Bref, un tropisme est toujours à la fois positif et négatif, ou pour le dire autrement, tout tropisme est une réponse polarisée, orientée, on ne peut pas dire que l'individu est attiré par la lumière ou repoussé par l'ombre mais incité à se mouvoir dans une direction allant vers l'ombre ou la lumière. Ce n'est bien sûr pas aussi simple, on peut plus exactement dire que l'individu recherche une position favorable au maintien de son autonomie; dans le cas proposé, tend à rechercher un certain niveau de luminosité et de température qui l'incite à se déplacer sur un axe tantôt vers un plus de lumière et/ou de chaleur, ou vers un moins de lumière et/ou de chaleur.
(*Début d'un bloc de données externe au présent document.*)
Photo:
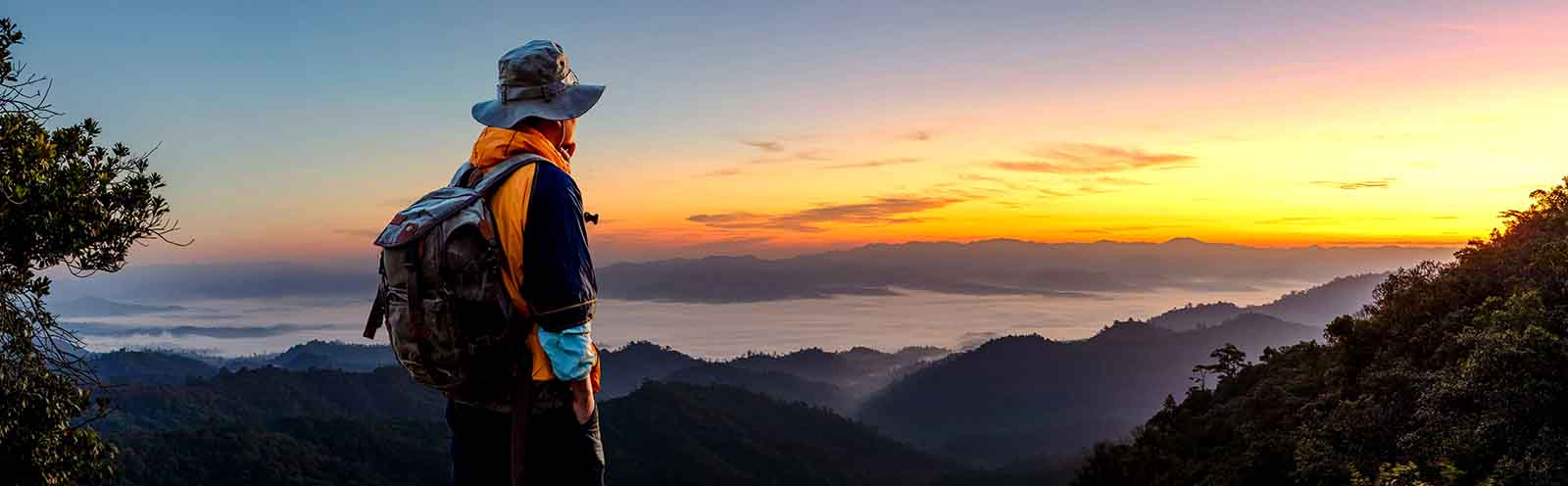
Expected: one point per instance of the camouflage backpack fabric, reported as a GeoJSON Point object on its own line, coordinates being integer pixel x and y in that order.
{"type": "Point", "coordinates": [441, 297]}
On nomme ce type d'action “homéostasie”, qui est la «tendance de l'organisme à maintenir ou à ramener les différentes constantes physiologiques [...] à des degrés qui ne s'écartent pas de la normale». Sous un aspect l'univers entier est homéostatique, il “tend vers la normale“, vers l'homogénéité et la stabilité, le vivant a la particularité de, peut-on dire, [...].
Par nécessité je publie ce billet en l'état, il est incomplet et probablement imparfait (plus imparfait que la moyenne de mes billets) mais j'en ai besoin pour compléter un billet en cours de rédaction, «Entropie systémique».